Course Title: Computational Geometry
Full Marks: 45+30
Course No: C.Sc. 562
Pass Marks: 22.5+15
Credit Hours: 3
Nature of the course: Theory +Lab
Computational Geometry is the study of the representation and storage of geometric data and relationships, and the design & implementation and analysis of computational algorithms that operate on geometric data to answer questions of practical interest. In this course fundamental algorithms in computational geometry will be covered. Covered topics include;Elementary geometric objects, line segment intersection, triangulation of polygons, polygon partitioning, convex hull computation in 2D and 3D, proximity problems: Voronoi diagrams , motion path planning, mesh generation, range search
Introduce the development of algorithmic tools for solving problems having geometric flavor. Apply such tools for solving problems related to computer graphics, geographic information systems (GIS), robotics, and others‐‐‐in which geometric algorithms play a fundamental role.
Unit1: Arrangements of geometric objects and spatial decomposition
1.1 Representation of points , Lines, Line segments, Ray, Polygon, Visibility inside polygon, Triangulation dual, Mouth and Ear of a polygon, Meisters two ear theorem, Coloring of polygon, Polygon triangulation, Art gallery theorem, Notion of turn tests, Computing area of a polygon, Segment Intersection Computation and detection of segment intersection, Plane‐sweep approach for Segment Intersection (6hrs)
1.2 Diagonal tests, Polygon triangulation: Linear time triangulation, Monotone partitioning, Trapezodalization, Plan‐sweep approach for monotone partitioning, intersection of polygons, Convex Partitioning Problem (CPP), Essential diagonals, Hertel’s Mehlhorns Algorithm for CPP, Optimal convex partitioning (7hrs)
Unit2: Convex Hull Problems
2.1 Convex hull computation in 2D: convex hull of point sets, naïve algorithm, gift‐wrap method, Graham scan algorithm, divide and conquer, quick hull approach, incremental algorithm (8hrs)
2.2 Convex hull computation in 3D: Notion of planar graphs, Doubly Connected Edge List, Eular Theorem, box enclosing problem, gift‐wrap algorithm, divide and conquer approach, incremental algorithm. (4hrs)

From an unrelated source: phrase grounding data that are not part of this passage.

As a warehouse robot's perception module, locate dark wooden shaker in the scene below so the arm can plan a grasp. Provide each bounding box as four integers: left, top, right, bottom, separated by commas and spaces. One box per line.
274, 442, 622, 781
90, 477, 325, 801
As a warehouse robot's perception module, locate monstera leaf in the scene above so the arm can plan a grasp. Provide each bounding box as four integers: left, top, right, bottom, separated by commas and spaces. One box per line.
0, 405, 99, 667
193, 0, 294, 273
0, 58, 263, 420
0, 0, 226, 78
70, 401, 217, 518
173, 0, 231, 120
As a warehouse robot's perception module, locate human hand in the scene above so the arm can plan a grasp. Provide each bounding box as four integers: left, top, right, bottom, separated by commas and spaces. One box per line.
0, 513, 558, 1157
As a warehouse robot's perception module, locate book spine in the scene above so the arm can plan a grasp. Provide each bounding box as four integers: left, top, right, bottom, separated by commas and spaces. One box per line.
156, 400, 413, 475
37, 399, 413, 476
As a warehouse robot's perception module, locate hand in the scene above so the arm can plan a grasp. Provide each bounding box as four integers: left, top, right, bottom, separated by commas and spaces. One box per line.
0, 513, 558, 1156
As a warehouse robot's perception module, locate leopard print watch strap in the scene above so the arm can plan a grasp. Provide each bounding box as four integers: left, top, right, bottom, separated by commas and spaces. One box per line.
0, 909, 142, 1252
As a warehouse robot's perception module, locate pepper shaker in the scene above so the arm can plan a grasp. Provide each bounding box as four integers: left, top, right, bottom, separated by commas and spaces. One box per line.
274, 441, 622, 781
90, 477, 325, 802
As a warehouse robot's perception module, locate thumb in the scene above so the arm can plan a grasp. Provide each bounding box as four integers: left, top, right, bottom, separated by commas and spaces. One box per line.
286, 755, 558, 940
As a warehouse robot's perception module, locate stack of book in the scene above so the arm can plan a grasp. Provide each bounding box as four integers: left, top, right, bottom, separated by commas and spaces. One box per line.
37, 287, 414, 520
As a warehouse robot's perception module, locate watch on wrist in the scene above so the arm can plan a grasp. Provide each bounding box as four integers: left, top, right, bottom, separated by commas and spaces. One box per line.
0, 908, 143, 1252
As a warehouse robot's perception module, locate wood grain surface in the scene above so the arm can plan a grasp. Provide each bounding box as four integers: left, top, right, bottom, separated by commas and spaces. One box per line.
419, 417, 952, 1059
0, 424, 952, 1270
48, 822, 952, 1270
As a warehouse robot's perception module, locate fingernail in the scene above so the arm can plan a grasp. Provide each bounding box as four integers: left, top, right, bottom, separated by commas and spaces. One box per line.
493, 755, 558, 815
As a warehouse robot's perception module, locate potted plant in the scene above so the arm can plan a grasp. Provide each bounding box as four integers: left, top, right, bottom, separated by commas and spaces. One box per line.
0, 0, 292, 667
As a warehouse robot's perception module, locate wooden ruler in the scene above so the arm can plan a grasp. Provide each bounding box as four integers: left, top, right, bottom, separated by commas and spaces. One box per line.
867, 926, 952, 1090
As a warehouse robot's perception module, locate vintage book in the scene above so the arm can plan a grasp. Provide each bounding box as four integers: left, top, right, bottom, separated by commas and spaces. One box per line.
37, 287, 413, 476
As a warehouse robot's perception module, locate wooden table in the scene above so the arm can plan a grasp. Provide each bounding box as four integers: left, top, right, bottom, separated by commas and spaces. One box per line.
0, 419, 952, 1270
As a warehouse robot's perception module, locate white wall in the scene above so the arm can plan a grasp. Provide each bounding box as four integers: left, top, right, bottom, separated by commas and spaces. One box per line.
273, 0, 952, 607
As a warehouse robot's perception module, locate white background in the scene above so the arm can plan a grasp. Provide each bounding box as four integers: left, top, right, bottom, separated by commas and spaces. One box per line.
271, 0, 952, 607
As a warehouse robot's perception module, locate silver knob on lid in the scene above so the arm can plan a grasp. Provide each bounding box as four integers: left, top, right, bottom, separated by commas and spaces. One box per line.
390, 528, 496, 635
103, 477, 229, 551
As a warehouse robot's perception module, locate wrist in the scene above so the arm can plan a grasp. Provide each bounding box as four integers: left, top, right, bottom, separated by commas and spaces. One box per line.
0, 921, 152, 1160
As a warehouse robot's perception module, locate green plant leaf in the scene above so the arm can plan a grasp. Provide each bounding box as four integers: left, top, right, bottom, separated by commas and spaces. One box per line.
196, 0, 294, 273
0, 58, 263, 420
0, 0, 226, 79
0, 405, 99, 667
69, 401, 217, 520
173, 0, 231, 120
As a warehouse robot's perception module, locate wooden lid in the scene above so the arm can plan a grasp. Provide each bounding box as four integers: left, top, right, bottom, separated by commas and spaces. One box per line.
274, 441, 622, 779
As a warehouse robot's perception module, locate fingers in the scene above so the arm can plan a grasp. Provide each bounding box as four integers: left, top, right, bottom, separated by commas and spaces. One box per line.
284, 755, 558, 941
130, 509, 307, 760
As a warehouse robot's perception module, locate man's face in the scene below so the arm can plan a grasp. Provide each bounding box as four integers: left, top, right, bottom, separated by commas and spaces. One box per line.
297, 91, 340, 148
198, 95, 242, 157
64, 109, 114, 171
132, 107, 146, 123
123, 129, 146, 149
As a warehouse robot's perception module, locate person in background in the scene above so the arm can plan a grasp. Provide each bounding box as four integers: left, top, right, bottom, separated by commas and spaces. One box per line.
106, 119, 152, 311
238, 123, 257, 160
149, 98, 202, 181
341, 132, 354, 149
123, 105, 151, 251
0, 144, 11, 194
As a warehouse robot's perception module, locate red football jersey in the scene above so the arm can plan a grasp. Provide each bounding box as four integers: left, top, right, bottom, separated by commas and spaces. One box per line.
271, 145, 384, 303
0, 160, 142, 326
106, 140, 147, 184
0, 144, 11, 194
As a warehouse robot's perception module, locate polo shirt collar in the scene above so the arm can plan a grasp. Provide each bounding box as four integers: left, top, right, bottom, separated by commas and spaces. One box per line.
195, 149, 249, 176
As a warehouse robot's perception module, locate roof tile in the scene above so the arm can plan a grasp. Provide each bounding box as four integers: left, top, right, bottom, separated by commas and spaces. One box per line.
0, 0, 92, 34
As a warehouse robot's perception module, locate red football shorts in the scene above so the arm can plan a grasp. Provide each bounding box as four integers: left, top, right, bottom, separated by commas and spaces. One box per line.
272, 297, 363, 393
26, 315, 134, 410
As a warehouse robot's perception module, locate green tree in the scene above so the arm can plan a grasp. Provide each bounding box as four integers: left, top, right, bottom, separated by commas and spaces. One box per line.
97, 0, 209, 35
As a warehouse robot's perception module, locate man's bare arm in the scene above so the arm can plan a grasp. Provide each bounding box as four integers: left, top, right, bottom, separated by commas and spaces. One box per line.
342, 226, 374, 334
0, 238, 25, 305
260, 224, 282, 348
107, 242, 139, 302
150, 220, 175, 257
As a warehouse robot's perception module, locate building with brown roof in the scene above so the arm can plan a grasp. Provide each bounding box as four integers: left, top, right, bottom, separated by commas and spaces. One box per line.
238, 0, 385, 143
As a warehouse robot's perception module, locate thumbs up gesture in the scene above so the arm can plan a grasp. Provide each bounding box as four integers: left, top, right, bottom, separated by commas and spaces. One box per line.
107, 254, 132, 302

Unit3: Proximity Problems and Motion Planning
3.1 Voronoi polygon and Voronoi diagram, Delaunay Triangulation, Relationship between Delaunay triangulation and Voronoi diagrams, Construction of Voronoi diagram, Largest Empty Circle Problem, Nearest Neighbor problem, Computing closest pair of points, using Voronoi diagram to compute closest pairs. (7hrs)
3.2 Range Search, 1D‐Range Searching querying, Kd‐trees, Range Trees, Higher Dimensional Range Trees, (4 hrs)
3.3 Robot Motion Planning, Path planning and motion planning in 2D, visibility graphs, computing shortest paths by using visibility graphs, object growing, Minkwoski Sum, Use of Minkwoski Sum for growing obstacles, Motion planning of point robots, disc robots and polygonal robots. (5hrs)
Unit 4 : Mesh
4.1 Mesh and its types, Algorithms for generation two dimensional mesh, application of Delaunay triangulation and quad‐tree methods for generating meshes, mesh conversion, mesh refinements, (4hrs)
- J.O’ Rourke, Computational Geometry in C, Cambridge University Press.
- Mark de Berg, Otfried Cheong, Marc van Kreveld, and Mark Overmars, Computational Geometry: Algorithms and Applications, Springer Berlin Heidelberg
- Handbook of Computational Geometry, JR Sack, J. Urrutia, Elsevier.